I'd make it 50NM. 5 is way too easy to bullshit with edge case engineering. Alternatively, set a minimum payload capacity of something like 100kg.
TeMPOraL 1 days ago [-]
Maybe "edge case engineering" is precisely what they're looking for? Get people to think about beating the rules with cheesy strategies, in hopes some of those could, with some cleverness, scale up and evolve into proper, broad-range solution - or at least become a key previously-missing component of one. But even if it can't, very narrow capabilities can still be useful too; military isn't beyond doing silly things if they offer enough tactical advantage (enough to offset extra burden on logistics, at least).
Legend2440 1 days ago [-]
From the rules:
>110 pounds is the minimum payload weight to receive a qualifying score.
xnx 1 days ago [-]
Giant hot air balloon for lift + 4 rotors for steering? It wouldn't be fast, but it might work [in low wind conditions].

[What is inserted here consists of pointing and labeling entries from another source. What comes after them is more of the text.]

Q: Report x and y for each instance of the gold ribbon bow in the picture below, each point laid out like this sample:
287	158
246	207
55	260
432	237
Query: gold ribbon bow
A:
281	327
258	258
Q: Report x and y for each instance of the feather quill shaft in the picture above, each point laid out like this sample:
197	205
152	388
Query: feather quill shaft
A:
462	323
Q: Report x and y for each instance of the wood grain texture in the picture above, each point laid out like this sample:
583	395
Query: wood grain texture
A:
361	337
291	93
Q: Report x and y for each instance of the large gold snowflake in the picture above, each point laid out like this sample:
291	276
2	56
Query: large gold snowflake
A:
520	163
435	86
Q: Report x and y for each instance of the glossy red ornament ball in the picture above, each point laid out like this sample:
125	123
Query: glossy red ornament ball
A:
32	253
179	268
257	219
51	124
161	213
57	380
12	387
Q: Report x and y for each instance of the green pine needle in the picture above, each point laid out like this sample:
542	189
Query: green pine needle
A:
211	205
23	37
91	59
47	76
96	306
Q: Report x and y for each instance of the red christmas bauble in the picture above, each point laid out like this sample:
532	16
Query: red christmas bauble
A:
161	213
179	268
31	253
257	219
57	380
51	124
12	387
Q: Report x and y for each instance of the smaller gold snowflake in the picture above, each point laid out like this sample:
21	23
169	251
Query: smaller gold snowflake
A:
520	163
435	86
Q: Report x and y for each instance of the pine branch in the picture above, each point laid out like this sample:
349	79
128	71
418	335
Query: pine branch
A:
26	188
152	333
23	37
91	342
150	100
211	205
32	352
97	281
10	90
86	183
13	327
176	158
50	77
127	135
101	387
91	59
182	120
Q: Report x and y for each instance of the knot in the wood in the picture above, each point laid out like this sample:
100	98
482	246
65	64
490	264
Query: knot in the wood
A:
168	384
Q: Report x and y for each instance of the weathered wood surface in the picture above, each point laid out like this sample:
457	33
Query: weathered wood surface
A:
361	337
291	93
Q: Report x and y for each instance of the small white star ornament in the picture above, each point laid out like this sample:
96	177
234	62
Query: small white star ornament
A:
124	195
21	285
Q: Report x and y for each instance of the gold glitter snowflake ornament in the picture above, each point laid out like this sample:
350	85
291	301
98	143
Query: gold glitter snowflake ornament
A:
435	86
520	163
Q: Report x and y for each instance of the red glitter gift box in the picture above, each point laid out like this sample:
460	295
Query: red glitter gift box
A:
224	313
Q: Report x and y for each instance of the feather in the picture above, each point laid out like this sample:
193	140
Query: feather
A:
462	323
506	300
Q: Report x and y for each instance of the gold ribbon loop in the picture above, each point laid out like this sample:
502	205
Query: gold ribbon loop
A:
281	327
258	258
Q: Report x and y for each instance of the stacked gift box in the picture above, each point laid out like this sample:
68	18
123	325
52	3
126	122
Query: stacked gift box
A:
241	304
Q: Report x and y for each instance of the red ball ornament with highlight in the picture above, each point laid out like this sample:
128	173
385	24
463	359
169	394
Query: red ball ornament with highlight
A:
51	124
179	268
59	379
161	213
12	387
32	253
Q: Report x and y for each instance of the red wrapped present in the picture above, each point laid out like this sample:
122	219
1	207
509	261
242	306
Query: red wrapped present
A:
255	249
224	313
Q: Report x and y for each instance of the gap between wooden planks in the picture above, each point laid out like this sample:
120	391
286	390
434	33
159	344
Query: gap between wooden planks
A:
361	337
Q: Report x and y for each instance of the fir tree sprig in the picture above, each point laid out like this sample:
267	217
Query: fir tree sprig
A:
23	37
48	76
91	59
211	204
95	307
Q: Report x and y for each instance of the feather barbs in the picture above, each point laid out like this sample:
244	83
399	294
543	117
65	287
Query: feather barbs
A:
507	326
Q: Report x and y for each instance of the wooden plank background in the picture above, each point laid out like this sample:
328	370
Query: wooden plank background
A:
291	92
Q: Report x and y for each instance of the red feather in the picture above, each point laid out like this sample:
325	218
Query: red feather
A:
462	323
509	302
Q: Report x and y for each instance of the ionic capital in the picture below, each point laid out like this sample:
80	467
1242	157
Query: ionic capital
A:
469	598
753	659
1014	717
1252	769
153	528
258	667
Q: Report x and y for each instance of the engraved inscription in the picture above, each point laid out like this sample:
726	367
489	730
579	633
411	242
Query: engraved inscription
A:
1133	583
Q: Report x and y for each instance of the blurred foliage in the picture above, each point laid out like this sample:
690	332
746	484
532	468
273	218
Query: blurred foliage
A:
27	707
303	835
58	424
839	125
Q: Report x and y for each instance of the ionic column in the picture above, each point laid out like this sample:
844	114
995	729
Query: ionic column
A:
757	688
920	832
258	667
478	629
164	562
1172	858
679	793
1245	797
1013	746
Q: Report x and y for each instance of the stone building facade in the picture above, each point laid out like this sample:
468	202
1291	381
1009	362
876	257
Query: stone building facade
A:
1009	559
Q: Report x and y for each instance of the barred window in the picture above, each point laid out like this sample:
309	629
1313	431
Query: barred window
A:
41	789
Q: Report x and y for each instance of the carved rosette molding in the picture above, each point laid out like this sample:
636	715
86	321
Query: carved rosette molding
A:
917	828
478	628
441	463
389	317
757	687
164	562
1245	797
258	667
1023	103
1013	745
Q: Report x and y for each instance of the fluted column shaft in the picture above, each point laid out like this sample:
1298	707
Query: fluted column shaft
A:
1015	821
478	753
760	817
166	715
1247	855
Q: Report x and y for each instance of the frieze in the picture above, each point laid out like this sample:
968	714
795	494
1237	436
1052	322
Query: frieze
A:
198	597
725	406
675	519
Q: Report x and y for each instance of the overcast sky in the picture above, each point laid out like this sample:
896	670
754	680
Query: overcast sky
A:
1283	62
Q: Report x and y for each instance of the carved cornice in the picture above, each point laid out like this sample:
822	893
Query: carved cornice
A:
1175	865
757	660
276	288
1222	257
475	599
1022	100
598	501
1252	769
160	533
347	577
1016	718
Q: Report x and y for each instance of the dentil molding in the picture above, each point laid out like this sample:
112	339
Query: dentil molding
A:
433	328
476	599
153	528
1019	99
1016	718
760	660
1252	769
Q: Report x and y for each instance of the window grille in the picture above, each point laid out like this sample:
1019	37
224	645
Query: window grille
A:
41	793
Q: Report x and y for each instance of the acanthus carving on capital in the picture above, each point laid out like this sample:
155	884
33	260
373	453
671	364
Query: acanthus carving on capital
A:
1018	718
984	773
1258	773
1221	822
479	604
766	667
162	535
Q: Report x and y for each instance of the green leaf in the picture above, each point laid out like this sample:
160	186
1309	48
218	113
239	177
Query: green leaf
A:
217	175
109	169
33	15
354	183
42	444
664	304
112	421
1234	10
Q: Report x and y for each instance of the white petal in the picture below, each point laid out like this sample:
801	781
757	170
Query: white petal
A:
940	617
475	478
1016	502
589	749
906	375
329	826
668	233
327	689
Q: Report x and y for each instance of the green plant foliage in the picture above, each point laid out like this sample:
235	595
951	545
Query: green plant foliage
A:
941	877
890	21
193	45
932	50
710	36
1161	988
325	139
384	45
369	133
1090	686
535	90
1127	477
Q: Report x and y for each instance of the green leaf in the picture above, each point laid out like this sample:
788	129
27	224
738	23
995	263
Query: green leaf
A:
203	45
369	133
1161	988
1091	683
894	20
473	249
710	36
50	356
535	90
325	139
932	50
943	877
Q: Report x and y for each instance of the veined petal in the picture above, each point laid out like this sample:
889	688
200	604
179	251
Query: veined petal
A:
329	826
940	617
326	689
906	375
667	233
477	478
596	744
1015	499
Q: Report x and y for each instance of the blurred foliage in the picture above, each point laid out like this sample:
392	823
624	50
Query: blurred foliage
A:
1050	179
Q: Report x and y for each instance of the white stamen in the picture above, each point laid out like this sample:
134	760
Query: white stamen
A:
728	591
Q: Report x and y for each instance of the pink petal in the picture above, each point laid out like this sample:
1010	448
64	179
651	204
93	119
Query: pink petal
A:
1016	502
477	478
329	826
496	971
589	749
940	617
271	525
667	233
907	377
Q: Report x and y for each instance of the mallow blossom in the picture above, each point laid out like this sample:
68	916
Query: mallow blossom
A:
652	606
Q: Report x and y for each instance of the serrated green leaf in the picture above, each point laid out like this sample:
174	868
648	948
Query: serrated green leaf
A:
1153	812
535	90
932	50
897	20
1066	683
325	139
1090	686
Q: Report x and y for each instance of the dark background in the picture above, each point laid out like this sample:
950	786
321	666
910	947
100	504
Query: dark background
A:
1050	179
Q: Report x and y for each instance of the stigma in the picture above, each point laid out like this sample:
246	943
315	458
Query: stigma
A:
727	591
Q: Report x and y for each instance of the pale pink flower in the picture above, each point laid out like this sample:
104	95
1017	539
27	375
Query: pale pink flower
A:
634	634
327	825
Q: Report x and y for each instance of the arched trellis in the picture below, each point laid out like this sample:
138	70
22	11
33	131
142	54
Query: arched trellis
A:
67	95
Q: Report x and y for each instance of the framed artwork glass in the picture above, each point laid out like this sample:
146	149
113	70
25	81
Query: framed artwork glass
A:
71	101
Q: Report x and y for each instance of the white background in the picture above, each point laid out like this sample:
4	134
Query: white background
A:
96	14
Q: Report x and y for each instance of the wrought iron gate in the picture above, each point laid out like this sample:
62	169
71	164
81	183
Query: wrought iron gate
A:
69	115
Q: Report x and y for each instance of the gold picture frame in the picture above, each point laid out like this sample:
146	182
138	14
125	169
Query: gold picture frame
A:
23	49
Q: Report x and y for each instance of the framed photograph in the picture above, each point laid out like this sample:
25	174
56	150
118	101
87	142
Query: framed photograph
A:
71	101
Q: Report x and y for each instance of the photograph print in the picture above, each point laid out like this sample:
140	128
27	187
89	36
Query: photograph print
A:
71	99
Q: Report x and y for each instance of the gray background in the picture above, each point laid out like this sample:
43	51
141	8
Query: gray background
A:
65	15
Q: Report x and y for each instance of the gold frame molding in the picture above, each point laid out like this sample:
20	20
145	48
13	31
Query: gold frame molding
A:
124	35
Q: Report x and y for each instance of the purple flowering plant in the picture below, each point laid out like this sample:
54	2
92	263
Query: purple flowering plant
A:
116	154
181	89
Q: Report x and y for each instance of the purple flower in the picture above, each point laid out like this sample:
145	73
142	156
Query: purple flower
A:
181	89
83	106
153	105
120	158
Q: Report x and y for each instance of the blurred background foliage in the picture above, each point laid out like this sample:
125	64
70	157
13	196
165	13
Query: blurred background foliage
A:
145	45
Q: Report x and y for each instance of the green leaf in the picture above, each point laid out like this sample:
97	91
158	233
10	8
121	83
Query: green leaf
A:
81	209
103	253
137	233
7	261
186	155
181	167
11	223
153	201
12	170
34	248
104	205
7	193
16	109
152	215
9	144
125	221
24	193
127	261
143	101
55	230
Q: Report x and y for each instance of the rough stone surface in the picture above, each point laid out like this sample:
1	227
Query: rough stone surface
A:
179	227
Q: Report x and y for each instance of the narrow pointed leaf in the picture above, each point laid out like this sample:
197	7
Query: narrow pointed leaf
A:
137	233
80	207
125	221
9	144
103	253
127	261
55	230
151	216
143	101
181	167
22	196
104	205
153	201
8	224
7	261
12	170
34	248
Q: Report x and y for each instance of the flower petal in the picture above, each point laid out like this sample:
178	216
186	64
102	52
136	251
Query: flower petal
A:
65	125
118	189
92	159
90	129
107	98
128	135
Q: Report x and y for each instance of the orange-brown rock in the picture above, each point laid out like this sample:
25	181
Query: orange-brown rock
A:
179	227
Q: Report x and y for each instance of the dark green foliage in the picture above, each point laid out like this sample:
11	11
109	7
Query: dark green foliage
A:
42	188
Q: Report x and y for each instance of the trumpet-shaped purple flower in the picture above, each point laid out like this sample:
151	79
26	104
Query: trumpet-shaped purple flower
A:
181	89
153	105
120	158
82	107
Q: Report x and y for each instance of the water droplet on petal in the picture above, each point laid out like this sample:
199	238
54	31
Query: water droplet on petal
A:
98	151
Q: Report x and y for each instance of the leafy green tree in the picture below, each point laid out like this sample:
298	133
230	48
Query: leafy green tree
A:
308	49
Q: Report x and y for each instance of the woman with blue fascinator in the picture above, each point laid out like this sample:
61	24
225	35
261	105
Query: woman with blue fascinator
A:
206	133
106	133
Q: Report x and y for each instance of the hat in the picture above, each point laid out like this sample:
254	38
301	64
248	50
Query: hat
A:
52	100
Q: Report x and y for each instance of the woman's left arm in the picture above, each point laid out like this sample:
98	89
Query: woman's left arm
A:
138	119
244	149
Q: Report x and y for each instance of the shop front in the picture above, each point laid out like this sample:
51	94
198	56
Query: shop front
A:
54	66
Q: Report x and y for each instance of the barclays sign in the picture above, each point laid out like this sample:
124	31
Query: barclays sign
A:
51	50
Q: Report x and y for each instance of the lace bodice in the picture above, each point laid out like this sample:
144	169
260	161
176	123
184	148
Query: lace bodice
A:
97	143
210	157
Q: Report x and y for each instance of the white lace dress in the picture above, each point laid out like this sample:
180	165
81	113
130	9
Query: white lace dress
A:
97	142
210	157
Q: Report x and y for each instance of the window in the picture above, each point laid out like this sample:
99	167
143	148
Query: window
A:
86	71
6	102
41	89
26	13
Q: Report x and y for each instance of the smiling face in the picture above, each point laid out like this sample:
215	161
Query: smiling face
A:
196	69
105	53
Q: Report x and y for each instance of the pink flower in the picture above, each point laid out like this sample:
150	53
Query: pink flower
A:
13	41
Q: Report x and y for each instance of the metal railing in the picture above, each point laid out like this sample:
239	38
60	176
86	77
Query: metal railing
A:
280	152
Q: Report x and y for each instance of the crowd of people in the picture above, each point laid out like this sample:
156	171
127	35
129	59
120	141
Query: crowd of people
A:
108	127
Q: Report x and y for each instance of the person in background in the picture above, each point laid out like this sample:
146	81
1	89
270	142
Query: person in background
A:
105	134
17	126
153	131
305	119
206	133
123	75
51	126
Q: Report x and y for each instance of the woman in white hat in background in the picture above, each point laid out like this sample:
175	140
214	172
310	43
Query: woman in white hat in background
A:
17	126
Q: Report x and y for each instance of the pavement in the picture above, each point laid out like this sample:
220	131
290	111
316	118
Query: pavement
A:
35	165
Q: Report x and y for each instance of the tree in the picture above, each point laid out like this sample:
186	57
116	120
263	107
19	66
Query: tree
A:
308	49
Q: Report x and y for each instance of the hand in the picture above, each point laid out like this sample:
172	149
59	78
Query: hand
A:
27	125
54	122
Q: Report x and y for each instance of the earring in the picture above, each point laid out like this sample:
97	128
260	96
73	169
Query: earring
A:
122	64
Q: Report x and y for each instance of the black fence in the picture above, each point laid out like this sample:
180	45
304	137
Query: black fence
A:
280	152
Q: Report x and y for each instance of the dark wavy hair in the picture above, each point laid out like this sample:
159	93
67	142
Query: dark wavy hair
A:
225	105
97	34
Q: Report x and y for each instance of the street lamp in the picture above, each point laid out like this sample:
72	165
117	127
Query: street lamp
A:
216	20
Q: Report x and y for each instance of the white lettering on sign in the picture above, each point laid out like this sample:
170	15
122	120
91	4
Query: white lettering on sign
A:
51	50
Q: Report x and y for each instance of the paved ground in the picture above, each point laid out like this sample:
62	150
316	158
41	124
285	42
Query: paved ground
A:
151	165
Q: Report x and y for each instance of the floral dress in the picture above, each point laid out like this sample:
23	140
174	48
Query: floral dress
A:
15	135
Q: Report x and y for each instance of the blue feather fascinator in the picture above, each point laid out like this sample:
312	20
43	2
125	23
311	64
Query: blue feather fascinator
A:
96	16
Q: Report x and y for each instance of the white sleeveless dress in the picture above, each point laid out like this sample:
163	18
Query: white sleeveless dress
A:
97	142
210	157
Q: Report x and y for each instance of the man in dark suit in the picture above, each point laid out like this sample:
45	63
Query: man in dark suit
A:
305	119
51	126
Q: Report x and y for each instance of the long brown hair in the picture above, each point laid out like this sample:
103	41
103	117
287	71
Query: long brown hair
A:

How would you build a bullshit solution to move 2.5 pound around a 5 mile course (maneuvering) with a vehicle weight below 0.63 pound?
I think if you solve that it’s not a bullshit solution but actually useful.
stratosgear 1 days ago [-]
Hate that "warfighter" has entered our vocabulary. It's so kitsch...
childintime 1 days ago [-]
CATL is working on 12000 Wh/kg air batteries, they will solve this problem, give them the prize.
1 days ago [-]
sysreq_ 1 days ago [-]
Been working this for a few months now. It’s not a crazy hard problem - but it does break the mold of distance and speed taking priority over capacity. If you have any questions feel free to ask. I can get into the pros/cons of all the various options and tuning knobs.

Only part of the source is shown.